There's absolutely nothing in the Courier configuration that could possibly have any impact on the internal workings of an IMAP client.

The IMAP server does not read or write to this database file itself. The only application that does this, based on your description, is Apple Mail. It is the only application that reads or writes to this database file, and it's solely responsible for its contents.

I'm asking about some hints regarding the IMAP synchronisation: What are courier's message IDs based on? The Apple Mail database maintains a "remote_id" which in 90% seems to be an integer, in some it looks more like an md5, and there are even some other examples where it looks completely different.

There is no entity named "message ID" that's related to IMAP. The "Message-ID:" header in individual mail messages are set by the sending mail client. IMAP servers do not touch them, just pass them along, as is.

The protocol-specific message identifiers in IMAP -- there are two of them -- are called UID and UIDV (or UID validity). Their semantics and behavior are stricly defined by IMAP. Basically, they are numerically increasing integers.

If you are seeing something that's not an integer value, it is not an IMAP UID or UIDV.

Although I haven't seen it happen on mails hosted on other servers than courier, this must be a client problem, since it's the client's DB screwing up,

Correct, this is a key point.

So my question is: are there possible ID-concurrency scenarios in the IMAP protocol and/or in courier, which could be bad-interpreted or badly-used by $%##$(@ software like Apple Mail, in an effort to match them with a local store? Can the server filesystem play a role in this or any local server software such as fam and Co.?

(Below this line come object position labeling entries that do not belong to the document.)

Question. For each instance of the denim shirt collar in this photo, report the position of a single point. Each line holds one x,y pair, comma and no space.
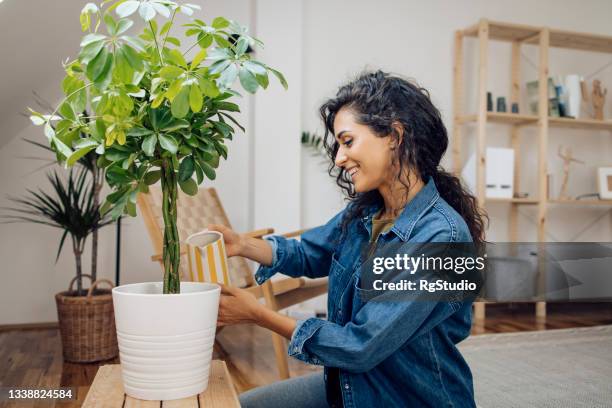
412,212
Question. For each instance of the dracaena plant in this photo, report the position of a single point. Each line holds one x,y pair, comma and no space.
148,110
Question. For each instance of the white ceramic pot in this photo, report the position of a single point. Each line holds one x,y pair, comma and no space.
165,341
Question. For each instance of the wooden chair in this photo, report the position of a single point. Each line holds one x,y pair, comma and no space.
195,213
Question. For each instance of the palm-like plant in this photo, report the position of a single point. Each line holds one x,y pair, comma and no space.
71,207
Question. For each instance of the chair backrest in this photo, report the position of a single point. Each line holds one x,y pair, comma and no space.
194,213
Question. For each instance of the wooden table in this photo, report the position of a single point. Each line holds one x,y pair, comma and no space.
107,391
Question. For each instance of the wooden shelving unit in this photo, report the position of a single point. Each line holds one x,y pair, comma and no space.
518,35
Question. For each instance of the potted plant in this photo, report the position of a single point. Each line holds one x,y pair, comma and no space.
86,319
157,114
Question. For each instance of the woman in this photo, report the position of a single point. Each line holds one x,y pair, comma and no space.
387,139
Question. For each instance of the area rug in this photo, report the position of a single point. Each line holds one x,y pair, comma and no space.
542,369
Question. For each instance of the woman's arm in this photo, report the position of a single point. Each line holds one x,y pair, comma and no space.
239,306
255,249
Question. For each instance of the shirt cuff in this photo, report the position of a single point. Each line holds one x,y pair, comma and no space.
304,330
264,273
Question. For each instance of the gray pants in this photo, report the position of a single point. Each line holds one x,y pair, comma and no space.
300,392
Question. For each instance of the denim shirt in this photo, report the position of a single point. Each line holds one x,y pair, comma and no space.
387,353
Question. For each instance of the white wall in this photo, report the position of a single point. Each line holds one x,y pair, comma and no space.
415,39
267,181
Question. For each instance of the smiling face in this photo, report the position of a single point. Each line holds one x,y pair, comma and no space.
366,157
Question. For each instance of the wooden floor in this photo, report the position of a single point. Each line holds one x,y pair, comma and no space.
33,358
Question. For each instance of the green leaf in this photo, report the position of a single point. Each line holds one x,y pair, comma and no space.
204,40
115,175
170,72
160,118
195,98
175,124
123,25
99,69
263,80
223,128
165,28
180,104
111,24
186,169
152,177
67,111
88,142
74,157
168,143
176,57
208,87
228,76
219,66
185,150
148,145
280,77
228,106
134,42
241,46
90,38
174,89
189,187
199,57
133,57
123,69
139,131
209,171
127,7
256,69
199,173
248,80
174,41
222,149
220,22
90,51
61,148
222,41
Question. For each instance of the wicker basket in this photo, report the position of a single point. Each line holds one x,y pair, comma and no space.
87,324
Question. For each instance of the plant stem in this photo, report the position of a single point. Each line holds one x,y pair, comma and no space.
168,32
77,257
171,252
161,59
97,186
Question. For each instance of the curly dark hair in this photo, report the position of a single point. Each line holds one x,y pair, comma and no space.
381,101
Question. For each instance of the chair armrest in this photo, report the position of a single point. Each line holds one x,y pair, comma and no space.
259,233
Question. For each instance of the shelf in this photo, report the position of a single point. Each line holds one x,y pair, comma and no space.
529,201
558,38
581,202
533,201
524,120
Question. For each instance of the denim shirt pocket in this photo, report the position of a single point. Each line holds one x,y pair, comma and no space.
336,276
360,296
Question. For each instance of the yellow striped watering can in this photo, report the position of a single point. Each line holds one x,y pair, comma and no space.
207,258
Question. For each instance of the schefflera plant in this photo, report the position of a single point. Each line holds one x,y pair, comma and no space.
147,111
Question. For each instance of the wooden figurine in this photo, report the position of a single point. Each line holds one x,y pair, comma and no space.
567,160
598,99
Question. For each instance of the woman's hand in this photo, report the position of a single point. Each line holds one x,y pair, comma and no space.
234,242
238,306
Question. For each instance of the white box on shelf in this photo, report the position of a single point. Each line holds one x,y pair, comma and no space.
499,172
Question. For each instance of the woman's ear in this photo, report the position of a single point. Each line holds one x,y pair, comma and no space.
397,135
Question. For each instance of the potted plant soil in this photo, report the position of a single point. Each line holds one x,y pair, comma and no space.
159,112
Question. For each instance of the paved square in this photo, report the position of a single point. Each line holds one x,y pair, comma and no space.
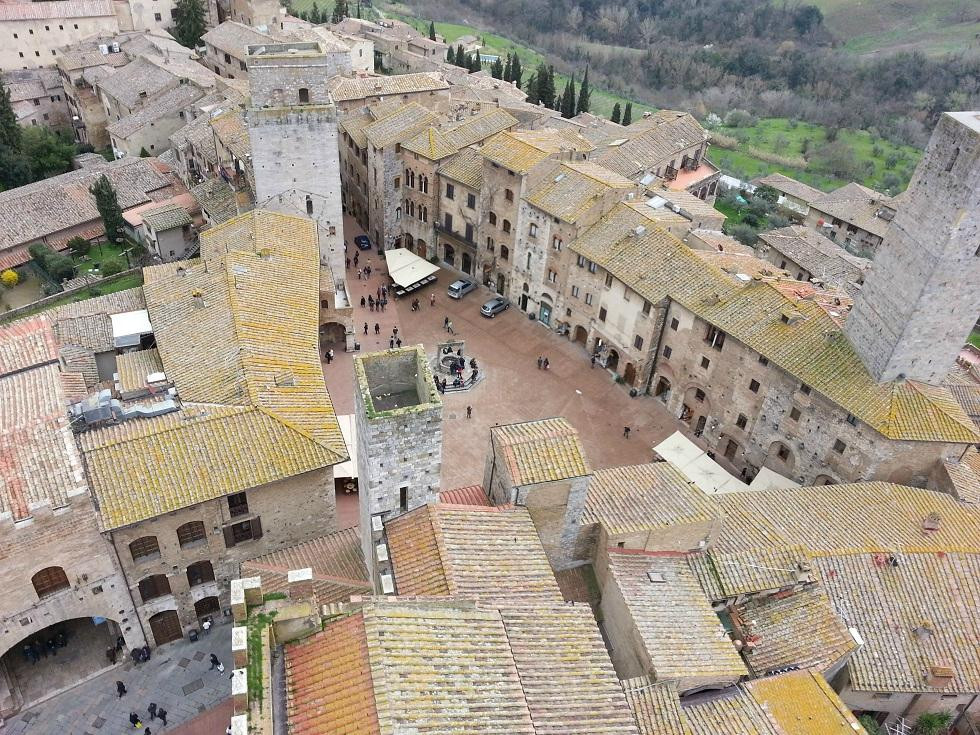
184,691
506,349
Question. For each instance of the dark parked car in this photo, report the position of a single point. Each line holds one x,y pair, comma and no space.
494,306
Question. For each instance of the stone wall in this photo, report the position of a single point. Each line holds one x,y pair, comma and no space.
69,538
290,511
920,301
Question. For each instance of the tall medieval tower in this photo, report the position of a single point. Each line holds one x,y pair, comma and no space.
921,298
292,123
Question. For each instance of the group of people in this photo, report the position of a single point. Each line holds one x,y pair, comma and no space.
40,648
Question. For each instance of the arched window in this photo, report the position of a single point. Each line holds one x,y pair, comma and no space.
144,548
191,534
156,585
49,581
199,573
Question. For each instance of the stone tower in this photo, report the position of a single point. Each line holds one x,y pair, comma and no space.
398,413
292,124
921,299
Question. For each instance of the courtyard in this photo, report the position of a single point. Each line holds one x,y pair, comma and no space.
513,389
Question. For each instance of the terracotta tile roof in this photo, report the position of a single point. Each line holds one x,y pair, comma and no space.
681,635
134,367
814,349
336,560
472,552
329,685
263,413
570,190
400,125
41,464
440,666
540,451
802,703
656,706
471,495
346,89
466,167
936,593
800,629
646,496
791,187
651,143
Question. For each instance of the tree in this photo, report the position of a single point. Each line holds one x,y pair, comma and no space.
516,72
584,94
10,131
107,203
190,25
79,246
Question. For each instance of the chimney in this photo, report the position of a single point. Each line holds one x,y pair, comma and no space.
300,584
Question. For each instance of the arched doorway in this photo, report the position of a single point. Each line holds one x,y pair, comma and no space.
629,374
57,657
165,626
332,334
612,361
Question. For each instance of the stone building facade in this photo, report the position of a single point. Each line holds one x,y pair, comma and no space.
398,415
920,300
180,565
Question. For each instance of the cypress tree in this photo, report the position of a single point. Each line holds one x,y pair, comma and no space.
515,70
107,203
190,25
584,94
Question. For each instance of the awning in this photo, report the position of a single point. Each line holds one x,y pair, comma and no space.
697,466
406,268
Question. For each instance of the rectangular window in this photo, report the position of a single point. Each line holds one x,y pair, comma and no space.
238,504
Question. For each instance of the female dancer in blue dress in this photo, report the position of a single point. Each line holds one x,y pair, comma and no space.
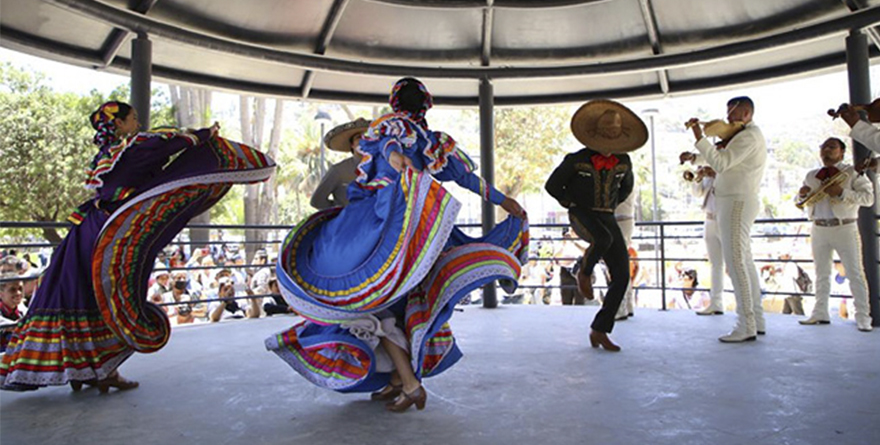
377,280
90,314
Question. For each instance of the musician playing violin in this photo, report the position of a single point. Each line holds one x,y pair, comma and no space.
834,228
739,168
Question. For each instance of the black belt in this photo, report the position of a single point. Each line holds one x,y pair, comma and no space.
833,222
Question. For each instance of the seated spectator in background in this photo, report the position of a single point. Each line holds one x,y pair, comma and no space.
228,307
793,280
161,285
184,311
177,259
162,258
690,298
233,254
9,264
278,306
11,307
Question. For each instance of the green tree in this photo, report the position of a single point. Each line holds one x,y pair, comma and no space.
527,142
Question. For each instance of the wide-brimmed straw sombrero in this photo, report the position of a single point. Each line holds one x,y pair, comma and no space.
339,138
608,127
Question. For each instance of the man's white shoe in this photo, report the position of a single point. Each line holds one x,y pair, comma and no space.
738,337
812,321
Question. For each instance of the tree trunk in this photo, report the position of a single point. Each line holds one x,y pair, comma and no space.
267,210
252,193
191,108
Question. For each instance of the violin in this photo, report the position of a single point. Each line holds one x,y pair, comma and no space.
873,110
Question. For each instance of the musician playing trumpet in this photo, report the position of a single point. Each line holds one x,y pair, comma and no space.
703,186
739,168
833,195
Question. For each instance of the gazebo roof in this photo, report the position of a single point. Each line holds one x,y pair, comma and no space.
533,51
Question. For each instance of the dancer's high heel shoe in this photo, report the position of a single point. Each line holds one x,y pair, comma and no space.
598,338
115,381
389,392
404,400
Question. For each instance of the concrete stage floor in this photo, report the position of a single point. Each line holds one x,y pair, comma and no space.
528,376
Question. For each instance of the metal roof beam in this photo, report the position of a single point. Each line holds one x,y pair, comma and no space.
117,37
465,4
327,31
488,25
139,23
16,40
857,5
654,37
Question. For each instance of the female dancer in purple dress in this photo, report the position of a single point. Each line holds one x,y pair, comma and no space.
90,314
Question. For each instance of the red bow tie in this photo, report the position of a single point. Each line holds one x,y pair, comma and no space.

Thanks a lot for reading this, it's really driving me nuts lately...

It is true that in many parts of the specification, IMAP permits a great deal of leeway to both servers and clients. Mostly servers, but on the client side too, to some extents. Basically, IMAP says that the server may do this, that, or the other, in such and such situations, and IMAP clients must be prepared to handle all possibilities.

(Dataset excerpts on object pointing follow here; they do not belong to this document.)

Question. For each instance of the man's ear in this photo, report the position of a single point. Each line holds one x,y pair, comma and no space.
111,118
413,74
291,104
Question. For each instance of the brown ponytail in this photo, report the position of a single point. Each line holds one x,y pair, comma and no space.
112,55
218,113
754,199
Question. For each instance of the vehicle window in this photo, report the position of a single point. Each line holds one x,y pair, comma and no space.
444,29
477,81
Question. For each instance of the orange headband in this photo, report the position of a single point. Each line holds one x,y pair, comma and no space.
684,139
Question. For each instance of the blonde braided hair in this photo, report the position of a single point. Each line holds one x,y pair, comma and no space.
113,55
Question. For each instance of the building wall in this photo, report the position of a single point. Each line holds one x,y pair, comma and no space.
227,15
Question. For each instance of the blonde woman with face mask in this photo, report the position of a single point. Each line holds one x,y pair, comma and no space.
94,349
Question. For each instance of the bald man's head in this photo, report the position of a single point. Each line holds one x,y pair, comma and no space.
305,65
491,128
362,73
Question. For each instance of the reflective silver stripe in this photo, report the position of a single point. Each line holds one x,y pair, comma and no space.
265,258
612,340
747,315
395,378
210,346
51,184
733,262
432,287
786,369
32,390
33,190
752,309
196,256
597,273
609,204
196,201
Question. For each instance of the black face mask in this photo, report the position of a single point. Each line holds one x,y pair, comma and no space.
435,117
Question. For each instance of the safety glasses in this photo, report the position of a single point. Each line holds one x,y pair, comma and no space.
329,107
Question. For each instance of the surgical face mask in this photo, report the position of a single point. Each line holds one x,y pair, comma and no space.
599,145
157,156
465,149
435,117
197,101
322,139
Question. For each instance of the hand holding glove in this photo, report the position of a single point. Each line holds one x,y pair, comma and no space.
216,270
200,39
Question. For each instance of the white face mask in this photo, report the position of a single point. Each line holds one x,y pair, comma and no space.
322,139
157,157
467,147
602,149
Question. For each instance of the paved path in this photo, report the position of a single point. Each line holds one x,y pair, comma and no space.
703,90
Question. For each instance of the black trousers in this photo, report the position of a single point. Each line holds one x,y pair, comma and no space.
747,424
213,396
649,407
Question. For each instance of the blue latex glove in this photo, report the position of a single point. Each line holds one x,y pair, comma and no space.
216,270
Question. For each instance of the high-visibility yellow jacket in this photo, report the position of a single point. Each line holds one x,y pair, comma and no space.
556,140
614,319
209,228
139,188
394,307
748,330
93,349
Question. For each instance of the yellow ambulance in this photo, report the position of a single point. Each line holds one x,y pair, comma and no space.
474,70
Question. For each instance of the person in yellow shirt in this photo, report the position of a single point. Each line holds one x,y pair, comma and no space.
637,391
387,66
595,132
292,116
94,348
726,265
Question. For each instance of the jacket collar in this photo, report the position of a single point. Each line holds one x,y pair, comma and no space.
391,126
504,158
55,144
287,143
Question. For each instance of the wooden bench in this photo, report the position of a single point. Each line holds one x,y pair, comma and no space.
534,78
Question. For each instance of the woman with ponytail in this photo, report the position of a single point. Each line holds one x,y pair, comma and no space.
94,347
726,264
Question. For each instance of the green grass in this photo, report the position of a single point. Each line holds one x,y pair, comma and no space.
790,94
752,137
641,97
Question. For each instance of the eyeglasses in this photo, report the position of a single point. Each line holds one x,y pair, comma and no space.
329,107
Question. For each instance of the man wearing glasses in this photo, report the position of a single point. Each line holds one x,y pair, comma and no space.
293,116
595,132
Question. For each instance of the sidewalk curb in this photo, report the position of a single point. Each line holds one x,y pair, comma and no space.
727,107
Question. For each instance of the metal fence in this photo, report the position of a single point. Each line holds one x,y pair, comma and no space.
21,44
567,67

What often happens is that an IMAP client gets tested only against some particular IMAP server, and the IMAP client developer overlooked the fact that the protocol permits IMAP servers to process things differently, and due to insufficient testing does not end up working with some IMAP servers. Then, the IMAP client developer or the user blames the server: see, the client works with another IMAP server, but not with this one, so this IMAP server must be broken. Not true.

There are quite a few instances where IMAP allows both servers and clients to behave differently in this manner. I hold a belief that this is a design defect in IMAP. But that's a different conversation.

One very common grey area of this kind, for example -- and this is just one example -- has to do with one IMAP session opening a folder in a mailbox, and a second concurrent IMAP session adding a new message to the same folder. Someone who's not very familiar with IMAP might expect the new message to be immediately visible in the first session. This is not true. An IMAP server is allowed to send an untagged EXISTS message immediately to the first session, a notice that the number of messages in the folder has changed. However, this is not required, and an IMAP client may have to send a NOOP command in the first session, triggering "new mail processing", before the newly-added message is visible in the first session. An IMAP client that attempts to access the first message blindly, expecting it to be there, will then get an expected error code, and break.

I have no idea if this would be the root cause of your problems. This is just an example of a possible issues.